Na perspectiva winnicottiana a respeito do desenvolvimento emocional, a realidade externa desempenha um papel vital, já que é a partir dos cuidados de um outro que o bebê se constitui e passa de um estado em que não se percebe separado do ambiente e no qual se mostra extremamente dependente do ambiente, para um outro estado no qual é possível sua independência (Winnicott, 1993). Assim, a carga pulsional oriunda das vivências primordiais da criança aos poucos precisa ser drenada por meio de recursos externos que aludem a ações que serão exercidas pela mãe suficientemente boa, ou seja, por aquela pessoa que assiste a criança em suas necessidades e, ao mesmo tempo, lida com seu ódio decorrente das necessárias frustrações desses momentos.

Winnicott (2005) também se ocupa dessa temática, ao introduzir o conceito de preocupação materna primária, o qual descreve a condição materna de sensibilidade exacerbada no período perinatal, ou seja, refere-se à capacidade de adaptação e de atenção da mãe às necessidades do recém-nascido. O autor afirma que há mulheres que não conseguem passar por esse estado de excluir outros interesses para atender às demandas do filho. Já as mães que conseguem ocupar essa condição possibilitam a construção de um ambiente favorável para que a criança comece a desenvolver sua constituição. Assim, o bebê pode ensaiar seus movimentos espontâneos e se apoderar das sensações associadas a essa fase da vida. Essa mãe, portanto, promove uma situação condizente à "adaptação suficientemente boa" à demanda da criança.

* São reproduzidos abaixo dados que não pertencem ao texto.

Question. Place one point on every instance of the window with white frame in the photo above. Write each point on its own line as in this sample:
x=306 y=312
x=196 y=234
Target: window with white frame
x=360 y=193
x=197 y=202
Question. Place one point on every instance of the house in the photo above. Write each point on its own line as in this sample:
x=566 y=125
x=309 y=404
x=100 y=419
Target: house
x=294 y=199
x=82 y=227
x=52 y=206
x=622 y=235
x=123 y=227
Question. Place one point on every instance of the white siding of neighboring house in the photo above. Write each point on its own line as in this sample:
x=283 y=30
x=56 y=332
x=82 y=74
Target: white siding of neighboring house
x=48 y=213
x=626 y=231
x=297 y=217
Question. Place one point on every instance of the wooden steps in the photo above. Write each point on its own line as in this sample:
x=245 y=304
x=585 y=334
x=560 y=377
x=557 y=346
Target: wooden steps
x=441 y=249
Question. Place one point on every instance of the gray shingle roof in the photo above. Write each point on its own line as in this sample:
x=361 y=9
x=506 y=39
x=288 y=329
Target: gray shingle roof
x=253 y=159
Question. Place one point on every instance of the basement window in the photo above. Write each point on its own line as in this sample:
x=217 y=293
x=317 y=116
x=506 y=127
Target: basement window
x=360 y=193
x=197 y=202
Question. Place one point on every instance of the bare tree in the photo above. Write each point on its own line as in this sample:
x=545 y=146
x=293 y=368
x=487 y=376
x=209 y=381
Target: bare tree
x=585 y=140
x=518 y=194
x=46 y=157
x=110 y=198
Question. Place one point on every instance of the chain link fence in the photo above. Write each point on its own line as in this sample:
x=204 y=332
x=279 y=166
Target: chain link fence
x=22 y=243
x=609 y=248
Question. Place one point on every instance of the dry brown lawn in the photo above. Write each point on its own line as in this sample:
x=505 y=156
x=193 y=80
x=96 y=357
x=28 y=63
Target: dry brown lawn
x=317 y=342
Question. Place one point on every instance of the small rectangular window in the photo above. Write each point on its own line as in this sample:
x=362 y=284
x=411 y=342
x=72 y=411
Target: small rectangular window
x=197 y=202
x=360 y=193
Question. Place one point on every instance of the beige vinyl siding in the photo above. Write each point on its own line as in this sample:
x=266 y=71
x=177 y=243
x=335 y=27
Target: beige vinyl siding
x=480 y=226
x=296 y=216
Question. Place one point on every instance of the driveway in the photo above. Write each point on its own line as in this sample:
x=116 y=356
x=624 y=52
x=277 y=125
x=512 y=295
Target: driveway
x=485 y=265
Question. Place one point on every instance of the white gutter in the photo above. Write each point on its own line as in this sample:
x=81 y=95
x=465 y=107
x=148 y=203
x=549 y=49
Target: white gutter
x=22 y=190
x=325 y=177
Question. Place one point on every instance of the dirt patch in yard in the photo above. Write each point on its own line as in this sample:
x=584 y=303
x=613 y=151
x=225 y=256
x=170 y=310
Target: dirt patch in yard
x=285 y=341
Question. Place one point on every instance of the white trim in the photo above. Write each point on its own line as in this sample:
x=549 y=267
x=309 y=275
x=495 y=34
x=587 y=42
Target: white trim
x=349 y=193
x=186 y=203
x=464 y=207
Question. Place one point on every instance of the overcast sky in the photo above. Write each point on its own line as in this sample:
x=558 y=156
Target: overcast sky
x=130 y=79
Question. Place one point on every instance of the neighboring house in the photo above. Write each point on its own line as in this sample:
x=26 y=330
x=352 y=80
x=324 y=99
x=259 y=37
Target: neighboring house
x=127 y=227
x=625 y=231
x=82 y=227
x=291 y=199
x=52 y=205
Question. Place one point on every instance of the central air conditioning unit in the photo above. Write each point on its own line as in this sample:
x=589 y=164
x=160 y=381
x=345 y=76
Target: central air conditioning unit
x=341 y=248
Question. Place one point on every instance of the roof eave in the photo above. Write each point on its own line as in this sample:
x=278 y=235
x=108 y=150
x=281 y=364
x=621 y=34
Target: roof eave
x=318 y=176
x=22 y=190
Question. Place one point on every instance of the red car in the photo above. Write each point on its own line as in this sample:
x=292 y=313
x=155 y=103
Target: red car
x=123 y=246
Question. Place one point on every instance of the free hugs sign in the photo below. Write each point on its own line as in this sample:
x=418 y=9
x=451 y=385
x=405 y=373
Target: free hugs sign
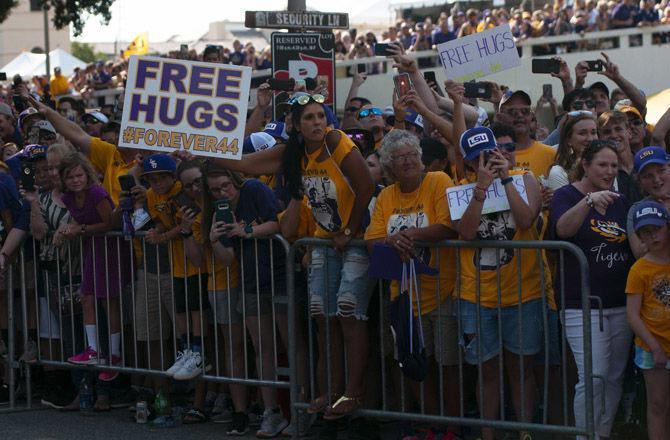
x=177 y=104
x=480 y=54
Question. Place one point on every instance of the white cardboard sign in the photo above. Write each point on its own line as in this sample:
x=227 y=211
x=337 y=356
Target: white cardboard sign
x=480 y=54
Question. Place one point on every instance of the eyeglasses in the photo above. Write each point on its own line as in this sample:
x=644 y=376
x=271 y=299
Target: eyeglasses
x=374 y=111
x=405 y=157
x=577 y=113
x=510 y=147
x=196 y=182
x=580 y=104
x=512 y=111
x=304 y=99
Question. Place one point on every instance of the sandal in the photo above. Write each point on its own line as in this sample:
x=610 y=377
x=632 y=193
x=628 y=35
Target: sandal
x=319 y=404
x=193 y=416
x=343 y=407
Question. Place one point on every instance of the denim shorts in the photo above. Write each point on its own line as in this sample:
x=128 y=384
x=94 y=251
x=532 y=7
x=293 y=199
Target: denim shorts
x=526 y=340
x=338 y=283
x=645 y=359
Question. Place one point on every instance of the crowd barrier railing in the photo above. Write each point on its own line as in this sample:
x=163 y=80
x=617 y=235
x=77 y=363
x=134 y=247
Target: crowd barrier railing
x=396 y=398
x=273 y=320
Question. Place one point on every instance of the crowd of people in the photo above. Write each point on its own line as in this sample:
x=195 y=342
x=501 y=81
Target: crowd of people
x=206 y=283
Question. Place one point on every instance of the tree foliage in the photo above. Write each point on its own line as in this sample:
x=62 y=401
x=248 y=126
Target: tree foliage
x=66 y=12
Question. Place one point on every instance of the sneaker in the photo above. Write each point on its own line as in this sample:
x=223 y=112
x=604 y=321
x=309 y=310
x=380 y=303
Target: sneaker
x=179 y=362
x=239 y=426
x=87 y=357
x=192 y=368
x=108 y=376
x=303 y=424
x=273 y=424
x=30 y=355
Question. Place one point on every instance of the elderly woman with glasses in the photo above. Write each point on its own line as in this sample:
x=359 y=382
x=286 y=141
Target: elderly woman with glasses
x=325 y=165
x=577 y=131
x=589 y=214
x=414 y=209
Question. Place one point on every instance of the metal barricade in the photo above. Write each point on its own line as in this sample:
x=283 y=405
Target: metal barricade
x=551 y=414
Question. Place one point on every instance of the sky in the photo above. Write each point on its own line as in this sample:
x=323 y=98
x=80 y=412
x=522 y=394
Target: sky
x=163 y=18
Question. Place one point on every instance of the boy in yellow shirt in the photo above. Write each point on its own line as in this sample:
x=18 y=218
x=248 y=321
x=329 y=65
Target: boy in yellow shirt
x=181 y=227
x=648 y=309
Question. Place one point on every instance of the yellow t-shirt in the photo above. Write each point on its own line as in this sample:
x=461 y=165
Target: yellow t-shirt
x=162 y=209
x=427 y=205
x=106 y=158
x=59 y=85
x=537 y=158
x=220 y=277
x=327 y=189
x=501 y=226
x=652 y=281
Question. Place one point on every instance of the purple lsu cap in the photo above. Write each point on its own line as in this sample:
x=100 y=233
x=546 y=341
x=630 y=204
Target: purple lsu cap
x=650 y=213
x=476 y=140
x=649 y=155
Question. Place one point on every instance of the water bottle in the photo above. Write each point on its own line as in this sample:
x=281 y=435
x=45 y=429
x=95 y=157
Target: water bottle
x=85 y=396
x=141 y=412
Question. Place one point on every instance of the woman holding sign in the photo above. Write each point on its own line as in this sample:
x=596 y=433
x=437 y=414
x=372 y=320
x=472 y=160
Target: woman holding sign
x=482 y=310
x=325 y=165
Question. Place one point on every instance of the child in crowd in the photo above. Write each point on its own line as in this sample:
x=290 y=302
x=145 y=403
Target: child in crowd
x=648 y=308
x=180 y=226
x=105 y=265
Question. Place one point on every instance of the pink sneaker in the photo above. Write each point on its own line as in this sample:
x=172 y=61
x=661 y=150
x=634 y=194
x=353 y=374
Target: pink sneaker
x=108 y=376
x=87 y=357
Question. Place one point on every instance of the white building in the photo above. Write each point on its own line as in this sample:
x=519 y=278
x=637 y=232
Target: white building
x=24 y=30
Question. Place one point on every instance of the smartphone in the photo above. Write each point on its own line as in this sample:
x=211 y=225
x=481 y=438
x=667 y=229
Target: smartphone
x=381 y=49
x=184 y=201
x=545 y=65
x=477 y=90
x=223 y=211
x=403 y=84
x=127 y=182
x=431 y=79
x=27 y=176
x=594 y=66
x=34 y=135
x=285 y=85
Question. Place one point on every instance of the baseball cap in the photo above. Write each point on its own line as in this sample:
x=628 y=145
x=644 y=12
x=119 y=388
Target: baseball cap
x=258 y=141
x=98 y=116
x=45 y=125
x=512 y=93
x=276 y=129
x=649 y=212
x=649 y=155
x=6 y=110
x=630 y=109
x=600 y=85
x=159 y=163
x=35 y=151
x=476 y=140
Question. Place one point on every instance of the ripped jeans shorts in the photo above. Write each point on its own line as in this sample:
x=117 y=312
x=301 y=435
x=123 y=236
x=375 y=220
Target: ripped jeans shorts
x=339 y=283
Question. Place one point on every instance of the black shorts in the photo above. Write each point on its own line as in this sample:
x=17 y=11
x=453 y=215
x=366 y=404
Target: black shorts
x=189 y=292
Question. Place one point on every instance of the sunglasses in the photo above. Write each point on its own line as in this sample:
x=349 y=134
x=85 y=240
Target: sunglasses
x=304 y=99
x=374 y=111
x=578 y=105
x=577 y=113
x=510 y=147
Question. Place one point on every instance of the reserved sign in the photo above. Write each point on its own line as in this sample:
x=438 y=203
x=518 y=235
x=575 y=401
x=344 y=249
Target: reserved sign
x=459 y=197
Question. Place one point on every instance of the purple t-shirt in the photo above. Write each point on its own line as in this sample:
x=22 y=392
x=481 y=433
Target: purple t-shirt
x=604 y=241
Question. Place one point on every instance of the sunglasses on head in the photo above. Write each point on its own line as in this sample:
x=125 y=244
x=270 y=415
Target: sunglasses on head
x=580 y=104
x=374 y=111
x=304 y=99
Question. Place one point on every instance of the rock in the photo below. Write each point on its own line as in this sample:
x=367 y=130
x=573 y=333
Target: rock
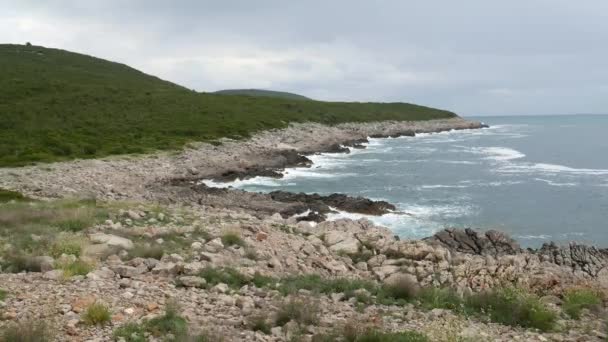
x=470 y=241
x=130 y=271
x=192 y=281
x=46 y=263
x=111 y=240
x=214 y=246
x=54 y=275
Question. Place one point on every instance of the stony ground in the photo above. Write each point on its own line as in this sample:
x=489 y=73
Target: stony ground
x=170 y=264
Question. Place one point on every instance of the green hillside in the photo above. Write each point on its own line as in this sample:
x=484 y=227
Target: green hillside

Sabe-se que, no decorrer de seu desenvolvimento, a criança estará sujeita a intrusões advindas do ambiente, cabendo à mãe evitar que estas ocorram excessivamente. A falha materna no exercício de suas funções pode fomentar um excesso de perturbações na vida da criança. Essas falhas maternas no reconhecimento das necessidades do seu bebê são codificadas como ameaças à existência, vividas como uma possibilidade de aniquilação do Eu (Winnicott, 2005). O bebê pode ou não se recuperar, porém, assegurado dessa condição de recuperação, poderá transformar a experiência em uma capacidade de lidar com frustrações. Cabe ressaltar, no entanto, que nem sempre o bebê terá essa capacidade.

A frequência de situações nas quais o excesso advindo do ambiente e as falhas maternas no sentido de proteção e cuidado ao filho deixa importantes marcas na história de Marta. Ao longo de sua infância, ela fica sujeita a repetidas experiências de extrema falta de cuidado. O papel de cuidador, que caberia às figuras primordiais desempenhar, no sentido de proteção do bebê, é falho na história da paciente. Nesse sentido, o abandono e a rejeição vão se refletindo em uma série de experiências, por exemplo, ser adotada, ao sair do orfanato, por uma família que dá continuidade às agressões e violências de toda ordem. Marta foi arrancada da condição de criança muito cedo. No engano da proposição de lugares, não ocupa o lugar de filha e passa a ser tratada como empregada. Na confusão e atordoamento gerados pela repetição do excesso, passa a desempenhar um papel de responsável pela casa e pelos cuidados das crianças que poderiam ser seus irmãos. Sua infância é permeada pela falta de cuidado, pela exigência do cumprimento de tarefas domésticas e pela falta de investimento afetivo por parte de seus pais adotivos. As obrigações domésticas e as responsabilidades de cuidar do outro se estendem ao longo de sua adolescência e vida adulta, encobrindo, nas atividades de cuidado desempenhadas, as fraturas do descuido que experimenta repetidamente.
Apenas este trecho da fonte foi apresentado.